Authrite is an attempt to demonstrate secure practices in user authentication, and the management of users surrounding that, such changing email address or password, validating email addresses, and handling forgotten passwords.
Additionally, this functionality is well tested through automated tests. These tests are written using a DSL in the fashion described by LMAX Simple-DSL. It uses (currently) a fork of LMAX Simple-DSL, and the Unacceptable acceptance testing framework.
Note: Two-factor auth is beyond the scope of this project.
When I started a new personal project, I decided to start with user registration, login, etc. After about a week of research and some work on how to do this for a REST API, I realized that I hadn't seen it all tied together nicely anywhere that was open source. I also realized that it's a significant amount of work to complete all the important bits of functionality around this with proper testing.
As many recent breaches have demonstrated, it's also hard to get all this right. For example, "Lost password" emails that aren't done quite right let people enumerate the database, change other users' passwords, or allow easier cracking of passwords once the DB is compromised. I wanted to, for my own benefit, and that of others, put together a sample of how to do all those bits and pieces "right".

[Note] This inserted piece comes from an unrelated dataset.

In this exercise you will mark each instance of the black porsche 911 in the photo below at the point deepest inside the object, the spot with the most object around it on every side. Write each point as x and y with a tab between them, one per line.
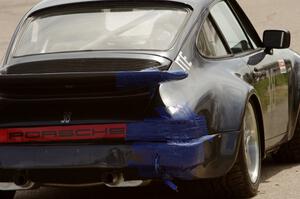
123	92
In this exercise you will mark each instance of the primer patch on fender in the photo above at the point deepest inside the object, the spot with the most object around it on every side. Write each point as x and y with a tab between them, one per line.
282	66
182	62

- REST API for basic user management
- create user
- change email, password, screen name
- Simple RBAC
- 3 roles: User, Admin, Read-Only Admin
- JWT in a cookie for REST authentication
- Ensures tokens are not expired, and signed correctly (correct secret and cipher)

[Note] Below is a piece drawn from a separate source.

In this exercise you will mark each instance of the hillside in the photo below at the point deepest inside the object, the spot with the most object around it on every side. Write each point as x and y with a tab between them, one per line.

- BCrypt for one-way password hashing
- Configurable cost factor (set lower when running tests, to speed up testing)
- Protection against SQL injection
- Uses JDBI to build SQL statements safely
- Unpredictable ids
- Prevents enumeration-type attacks against userIds, etc.
- Makes it easy to avoid the OWASP Top 10
- Randomizing login check time to make timing attacks more difficult
- ensure all the following take the same amount of time:
- failing to find a user in the database
- password being incorrect
- ensure all the following take the same amount of time:
- Lock out accounts after too many login attempts
- able to be unlocked via email to prevent it being a DOS
- Support for HTTPS
- Primarily code for redirecting insecure connections to HTTPS
- Email verification
- Password reset
- Appropriate DB transaction boundaries
I would like to attempt to prevent disclosure of what email addresses are are registered. For some services, simple knowing that someone is signed up for them could put people in a bad position. Even though it could have been someone else that signed them up, using their email address, in many situations this may not be considered until too late. eg. Someone checks to see if their partner's email address is in use on a Ashley Madison like site. When they find that it's in use, telling them that someone else may have signed up with their parter's email address, to make it look bad, may not help matters much.

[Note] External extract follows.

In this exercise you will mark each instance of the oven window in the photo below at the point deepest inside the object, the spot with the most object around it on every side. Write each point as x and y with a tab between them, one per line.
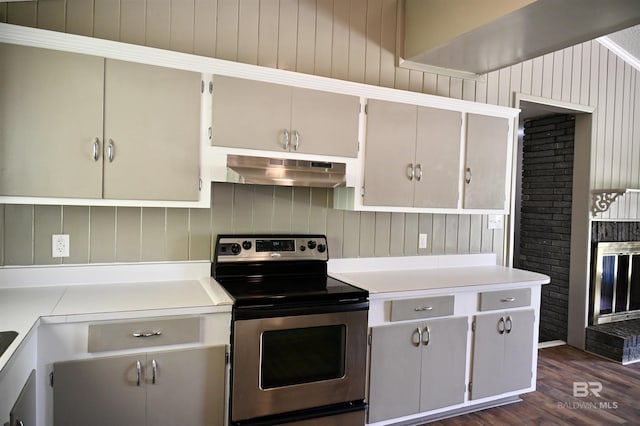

The primary avenues of this disclosure are during signup, and when changing your account's email address. Currently, in both those cases, we check if the email address is in use, and say "email address already in use" if it is.
To fix this for the signup case, we would need to allow multiple accounts with the same email address. Same for when changing email address.
This introduces challenges during login. I recognize that people don't always like having to remember screen names between multiple websites, to use it for logging in. Allowing people to login with an email address or screen name would be useful.
To allow logging in with an email address, the system would have to try the password against all accounts with that email address. This has the potential for attackers to use timing to determine whether an email address is registered or not.
Disallowing logging in with an email address if there are multiple accounts registered to that address presents a different problem, however. If, when a user tries to login, we return the generic login error, even when their credentials may have been correct, this would be very confusing for the user. However, returning any other error message again allows for disclosure of whether that email address is registered.